Music? La Féte Montmartre will feature have a four-piece gypsy jazz band—”my favorite Sunday afternoon party music”—but Fauchald says setting Pandora or Spotify on a Django Reinhardt station will have the same effect. “For something more raucous, try French hip-hop or rap, like MC Solaar or IAM.” And “if you need a distraction from eating, drinking, or dancing, play some Godard (“Band à Part” or “Alphaville”) or other French New Wave films on silent.”
Speaking of that food, here’s a recipe for the savory tart that will be making the rounds at La Féte Montmartre. Now it can make the rounds chez vous, too.
Tarte Flambée with Summer Squash, Onions & Lardons
by Chef Michael Toscano
3/4 tsp. dry yeast
1/2 tsp. sugar
3/4 cup all-purpose flour, plus a little more for dusting
1 Tbsp. extra-virgin olive oil
1 pinch Kosher salt
1/2 lb. slab bacon, cut into 1/2” slices
Extra-virgin olive oil
3 large Spanish onions, thinly sliced crosswise
1/2 cup crème fraîche
1/2 cup fromage blanc
1 summer squash, thinly sliced crosswise
1 bunch fresh chives, finely chopped
Activate the yeast by stirring it with the sugar and 1/2 cup lukewarm water. Let sit until the mixture becomes frothy, about 10 minutes.

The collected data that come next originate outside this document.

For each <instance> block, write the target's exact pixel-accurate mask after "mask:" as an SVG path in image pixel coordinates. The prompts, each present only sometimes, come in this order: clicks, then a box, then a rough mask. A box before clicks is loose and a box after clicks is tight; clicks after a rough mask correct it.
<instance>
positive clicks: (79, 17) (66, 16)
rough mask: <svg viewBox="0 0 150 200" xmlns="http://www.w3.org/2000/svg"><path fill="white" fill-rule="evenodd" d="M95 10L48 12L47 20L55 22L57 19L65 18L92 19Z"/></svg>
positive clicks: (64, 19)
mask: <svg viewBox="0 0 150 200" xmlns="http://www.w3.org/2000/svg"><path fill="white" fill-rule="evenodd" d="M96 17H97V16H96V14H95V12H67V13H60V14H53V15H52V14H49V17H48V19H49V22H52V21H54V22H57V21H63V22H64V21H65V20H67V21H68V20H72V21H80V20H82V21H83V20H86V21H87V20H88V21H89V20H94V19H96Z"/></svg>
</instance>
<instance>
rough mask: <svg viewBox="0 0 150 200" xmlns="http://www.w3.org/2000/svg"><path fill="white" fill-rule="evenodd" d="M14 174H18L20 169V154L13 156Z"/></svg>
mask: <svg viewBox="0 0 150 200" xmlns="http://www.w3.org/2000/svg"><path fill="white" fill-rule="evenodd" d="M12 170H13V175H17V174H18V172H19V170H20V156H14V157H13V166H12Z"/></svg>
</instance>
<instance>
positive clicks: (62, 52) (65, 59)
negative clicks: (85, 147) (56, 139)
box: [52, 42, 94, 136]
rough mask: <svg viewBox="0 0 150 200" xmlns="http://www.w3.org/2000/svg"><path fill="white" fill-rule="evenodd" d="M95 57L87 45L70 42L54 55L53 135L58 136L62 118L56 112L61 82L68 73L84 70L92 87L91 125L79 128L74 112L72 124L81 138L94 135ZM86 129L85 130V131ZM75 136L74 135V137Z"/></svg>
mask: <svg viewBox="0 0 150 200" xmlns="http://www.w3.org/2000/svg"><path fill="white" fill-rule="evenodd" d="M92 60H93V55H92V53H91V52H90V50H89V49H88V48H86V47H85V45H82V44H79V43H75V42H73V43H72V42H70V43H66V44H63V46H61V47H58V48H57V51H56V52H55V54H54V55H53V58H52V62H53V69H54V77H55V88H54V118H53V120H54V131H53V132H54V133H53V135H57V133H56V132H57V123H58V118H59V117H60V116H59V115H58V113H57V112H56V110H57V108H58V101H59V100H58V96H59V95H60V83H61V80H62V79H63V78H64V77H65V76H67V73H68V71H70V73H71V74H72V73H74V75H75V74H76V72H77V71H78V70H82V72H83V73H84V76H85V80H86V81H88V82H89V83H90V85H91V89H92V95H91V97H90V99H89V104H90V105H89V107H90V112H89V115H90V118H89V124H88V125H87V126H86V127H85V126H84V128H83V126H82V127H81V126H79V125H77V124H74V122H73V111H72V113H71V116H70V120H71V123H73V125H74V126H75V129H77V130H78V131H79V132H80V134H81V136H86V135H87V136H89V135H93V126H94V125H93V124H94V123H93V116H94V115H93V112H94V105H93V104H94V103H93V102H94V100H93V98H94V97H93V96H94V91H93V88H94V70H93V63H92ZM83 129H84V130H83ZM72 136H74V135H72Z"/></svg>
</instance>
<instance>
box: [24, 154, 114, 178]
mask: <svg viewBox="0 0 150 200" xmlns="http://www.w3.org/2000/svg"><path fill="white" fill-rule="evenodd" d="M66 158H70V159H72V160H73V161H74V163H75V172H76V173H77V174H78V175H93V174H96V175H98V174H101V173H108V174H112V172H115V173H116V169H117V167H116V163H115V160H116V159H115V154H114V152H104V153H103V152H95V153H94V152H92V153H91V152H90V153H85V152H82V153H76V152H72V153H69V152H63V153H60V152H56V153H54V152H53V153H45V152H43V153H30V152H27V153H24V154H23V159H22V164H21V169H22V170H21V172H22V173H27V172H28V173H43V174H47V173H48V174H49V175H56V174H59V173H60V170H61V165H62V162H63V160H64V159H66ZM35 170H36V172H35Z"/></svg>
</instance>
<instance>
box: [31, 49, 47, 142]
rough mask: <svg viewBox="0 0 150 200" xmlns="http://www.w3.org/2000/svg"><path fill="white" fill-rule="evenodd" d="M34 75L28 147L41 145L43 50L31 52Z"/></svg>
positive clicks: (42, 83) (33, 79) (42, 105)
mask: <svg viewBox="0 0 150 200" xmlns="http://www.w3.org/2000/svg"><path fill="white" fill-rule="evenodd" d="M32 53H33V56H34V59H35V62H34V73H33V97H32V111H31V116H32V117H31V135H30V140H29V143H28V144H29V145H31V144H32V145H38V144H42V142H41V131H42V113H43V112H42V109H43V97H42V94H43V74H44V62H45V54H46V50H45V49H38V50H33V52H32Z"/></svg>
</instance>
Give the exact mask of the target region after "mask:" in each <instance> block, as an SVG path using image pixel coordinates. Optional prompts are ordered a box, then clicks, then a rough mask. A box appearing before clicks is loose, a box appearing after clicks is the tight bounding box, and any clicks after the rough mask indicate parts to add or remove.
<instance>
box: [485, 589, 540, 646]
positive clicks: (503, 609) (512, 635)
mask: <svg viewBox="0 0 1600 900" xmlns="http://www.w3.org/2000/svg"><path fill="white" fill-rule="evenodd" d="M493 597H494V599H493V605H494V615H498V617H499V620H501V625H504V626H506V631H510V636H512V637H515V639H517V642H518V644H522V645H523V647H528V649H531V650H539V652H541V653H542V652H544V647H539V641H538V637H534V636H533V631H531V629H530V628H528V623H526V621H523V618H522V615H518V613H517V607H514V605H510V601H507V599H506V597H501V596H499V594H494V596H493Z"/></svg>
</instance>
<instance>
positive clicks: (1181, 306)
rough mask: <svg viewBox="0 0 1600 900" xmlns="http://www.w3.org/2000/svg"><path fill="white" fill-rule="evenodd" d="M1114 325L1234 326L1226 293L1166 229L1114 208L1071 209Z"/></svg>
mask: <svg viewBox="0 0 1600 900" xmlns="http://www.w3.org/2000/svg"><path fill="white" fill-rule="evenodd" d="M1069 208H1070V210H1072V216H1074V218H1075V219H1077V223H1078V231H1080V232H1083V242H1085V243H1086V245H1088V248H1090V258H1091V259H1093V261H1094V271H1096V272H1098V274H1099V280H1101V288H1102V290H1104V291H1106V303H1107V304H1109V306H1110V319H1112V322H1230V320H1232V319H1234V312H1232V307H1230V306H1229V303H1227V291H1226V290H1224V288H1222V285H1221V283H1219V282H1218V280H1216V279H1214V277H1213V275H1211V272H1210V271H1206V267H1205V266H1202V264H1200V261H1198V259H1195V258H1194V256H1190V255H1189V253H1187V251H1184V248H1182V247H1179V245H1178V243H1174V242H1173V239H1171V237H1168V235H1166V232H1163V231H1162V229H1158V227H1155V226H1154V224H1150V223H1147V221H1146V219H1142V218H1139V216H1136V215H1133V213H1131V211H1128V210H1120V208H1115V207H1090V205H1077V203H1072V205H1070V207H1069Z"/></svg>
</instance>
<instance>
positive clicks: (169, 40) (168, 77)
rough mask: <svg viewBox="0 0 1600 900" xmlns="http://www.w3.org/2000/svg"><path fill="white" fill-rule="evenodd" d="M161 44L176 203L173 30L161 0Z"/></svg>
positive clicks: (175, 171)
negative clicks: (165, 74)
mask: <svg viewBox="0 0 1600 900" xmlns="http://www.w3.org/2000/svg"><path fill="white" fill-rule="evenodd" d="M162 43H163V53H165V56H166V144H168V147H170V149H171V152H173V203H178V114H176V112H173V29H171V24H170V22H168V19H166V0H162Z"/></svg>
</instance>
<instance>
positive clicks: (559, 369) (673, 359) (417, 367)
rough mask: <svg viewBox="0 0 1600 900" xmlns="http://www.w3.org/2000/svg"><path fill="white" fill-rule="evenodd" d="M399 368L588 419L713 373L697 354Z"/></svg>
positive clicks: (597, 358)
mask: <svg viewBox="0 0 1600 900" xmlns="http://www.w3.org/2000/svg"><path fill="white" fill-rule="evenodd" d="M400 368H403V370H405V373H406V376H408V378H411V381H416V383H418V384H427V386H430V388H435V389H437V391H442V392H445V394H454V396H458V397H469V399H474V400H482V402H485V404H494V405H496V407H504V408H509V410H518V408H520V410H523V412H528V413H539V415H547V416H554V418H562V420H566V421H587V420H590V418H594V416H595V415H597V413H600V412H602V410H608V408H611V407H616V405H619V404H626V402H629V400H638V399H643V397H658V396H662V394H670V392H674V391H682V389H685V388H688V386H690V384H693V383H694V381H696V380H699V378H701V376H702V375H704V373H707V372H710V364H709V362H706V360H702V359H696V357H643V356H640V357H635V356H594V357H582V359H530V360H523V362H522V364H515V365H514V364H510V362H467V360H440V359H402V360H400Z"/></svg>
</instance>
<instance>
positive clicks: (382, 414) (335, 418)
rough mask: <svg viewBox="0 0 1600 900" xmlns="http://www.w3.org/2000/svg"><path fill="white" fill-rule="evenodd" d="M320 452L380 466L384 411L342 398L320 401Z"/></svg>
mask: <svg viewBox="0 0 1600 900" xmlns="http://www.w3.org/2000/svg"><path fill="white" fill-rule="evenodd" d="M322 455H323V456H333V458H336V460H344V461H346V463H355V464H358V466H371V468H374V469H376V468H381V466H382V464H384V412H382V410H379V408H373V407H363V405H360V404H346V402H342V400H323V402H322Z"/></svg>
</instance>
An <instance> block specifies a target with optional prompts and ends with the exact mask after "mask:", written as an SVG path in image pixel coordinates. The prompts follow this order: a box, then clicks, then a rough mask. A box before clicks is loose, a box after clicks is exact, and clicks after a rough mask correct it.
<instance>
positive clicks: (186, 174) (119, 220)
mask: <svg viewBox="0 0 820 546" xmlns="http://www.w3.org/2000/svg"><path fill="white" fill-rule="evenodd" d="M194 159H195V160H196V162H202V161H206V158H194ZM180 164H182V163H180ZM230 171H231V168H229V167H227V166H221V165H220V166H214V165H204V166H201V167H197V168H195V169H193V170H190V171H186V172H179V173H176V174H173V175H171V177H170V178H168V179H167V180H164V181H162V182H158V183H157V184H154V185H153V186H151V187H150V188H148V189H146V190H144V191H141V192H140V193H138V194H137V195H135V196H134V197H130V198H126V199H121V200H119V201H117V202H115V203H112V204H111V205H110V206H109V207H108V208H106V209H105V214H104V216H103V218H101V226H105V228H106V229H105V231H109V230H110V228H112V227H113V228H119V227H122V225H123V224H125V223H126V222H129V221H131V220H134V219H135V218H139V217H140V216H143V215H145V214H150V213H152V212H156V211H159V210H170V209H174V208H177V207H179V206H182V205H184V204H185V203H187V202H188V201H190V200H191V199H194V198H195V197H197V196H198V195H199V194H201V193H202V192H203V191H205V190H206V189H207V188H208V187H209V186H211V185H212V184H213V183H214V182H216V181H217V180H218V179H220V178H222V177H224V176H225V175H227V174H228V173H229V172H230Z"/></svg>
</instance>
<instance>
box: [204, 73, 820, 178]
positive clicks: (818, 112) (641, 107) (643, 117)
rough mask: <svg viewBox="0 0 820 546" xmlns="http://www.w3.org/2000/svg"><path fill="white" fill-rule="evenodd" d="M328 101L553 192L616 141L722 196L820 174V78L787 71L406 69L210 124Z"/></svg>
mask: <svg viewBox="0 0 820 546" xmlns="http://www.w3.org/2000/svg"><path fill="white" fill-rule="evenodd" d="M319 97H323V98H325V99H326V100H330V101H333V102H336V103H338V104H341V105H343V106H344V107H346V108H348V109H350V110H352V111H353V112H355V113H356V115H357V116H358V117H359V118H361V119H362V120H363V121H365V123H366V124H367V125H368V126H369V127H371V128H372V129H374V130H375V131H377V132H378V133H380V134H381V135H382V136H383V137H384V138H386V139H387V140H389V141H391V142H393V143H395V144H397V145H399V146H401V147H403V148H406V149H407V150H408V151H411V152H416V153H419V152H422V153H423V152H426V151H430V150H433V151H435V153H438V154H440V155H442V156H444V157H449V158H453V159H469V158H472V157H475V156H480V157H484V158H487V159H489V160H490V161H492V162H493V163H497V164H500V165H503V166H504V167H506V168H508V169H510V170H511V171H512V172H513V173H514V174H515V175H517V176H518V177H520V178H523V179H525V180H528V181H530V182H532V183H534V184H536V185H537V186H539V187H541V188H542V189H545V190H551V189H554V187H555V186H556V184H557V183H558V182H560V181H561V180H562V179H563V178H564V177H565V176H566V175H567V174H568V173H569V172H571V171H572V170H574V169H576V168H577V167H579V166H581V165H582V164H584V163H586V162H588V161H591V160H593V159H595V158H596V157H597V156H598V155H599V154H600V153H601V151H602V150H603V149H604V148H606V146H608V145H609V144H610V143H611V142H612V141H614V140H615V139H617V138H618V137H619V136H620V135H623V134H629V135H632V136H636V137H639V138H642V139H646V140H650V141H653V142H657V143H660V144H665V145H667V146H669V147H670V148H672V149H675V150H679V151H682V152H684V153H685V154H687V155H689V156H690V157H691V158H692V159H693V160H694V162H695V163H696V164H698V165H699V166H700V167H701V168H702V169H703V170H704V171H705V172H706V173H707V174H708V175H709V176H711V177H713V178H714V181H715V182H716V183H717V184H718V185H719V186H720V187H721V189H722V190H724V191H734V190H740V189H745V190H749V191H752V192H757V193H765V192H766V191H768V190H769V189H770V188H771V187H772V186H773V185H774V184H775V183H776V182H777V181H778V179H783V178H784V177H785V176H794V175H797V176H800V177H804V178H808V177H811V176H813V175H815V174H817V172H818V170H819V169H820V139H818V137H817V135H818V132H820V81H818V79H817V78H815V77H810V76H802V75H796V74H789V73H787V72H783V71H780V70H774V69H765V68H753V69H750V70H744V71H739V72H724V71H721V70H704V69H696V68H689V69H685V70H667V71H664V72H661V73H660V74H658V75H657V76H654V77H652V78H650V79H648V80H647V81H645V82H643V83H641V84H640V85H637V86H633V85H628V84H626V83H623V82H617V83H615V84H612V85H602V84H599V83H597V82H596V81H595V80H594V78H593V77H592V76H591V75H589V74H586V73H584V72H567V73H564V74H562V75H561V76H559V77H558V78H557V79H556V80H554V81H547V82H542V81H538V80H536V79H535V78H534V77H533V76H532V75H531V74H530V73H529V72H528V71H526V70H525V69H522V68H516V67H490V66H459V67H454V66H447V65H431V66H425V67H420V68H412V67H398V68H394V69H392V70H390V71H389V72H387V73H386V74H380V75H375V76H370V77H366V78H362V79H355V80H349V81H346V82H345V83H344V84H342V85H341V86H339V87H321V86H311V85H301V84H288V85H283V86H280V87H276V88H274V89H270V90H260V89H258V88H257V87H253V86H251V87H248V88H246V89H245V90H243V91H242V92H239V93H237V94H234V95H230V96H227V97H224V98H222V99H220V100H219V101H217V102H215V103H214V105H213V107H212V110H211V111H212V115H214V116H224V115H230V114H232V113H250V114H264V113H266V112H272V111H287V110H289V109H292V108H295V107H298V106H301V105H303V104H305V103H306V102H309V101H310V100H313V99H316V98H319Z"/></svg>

Put the flour in a mixing bowl and make a well in the center. Add the olive oil, salt and the activated yeast mixture. Stir with a spatula or wooden spoon until the dough comes together and forms a ball.
Dust a clean work surface with flour and knead the dough until it is tight and firm, 7 minutes. Place the dough back in the mixing bowl, cover the bowl with plastic wrap and let sit in a warm place until the dough has doubled in size, about 1 hour.
Preheat the oven to 400 degrees F. Place the bacon in a large, wide pan and give it a couple drops of olive oil. Bring the pan to a medium heat and cook the bacon until it is brown and crispy, about 8 minutes. Remove the bacon from the pan and reserve on paper towels.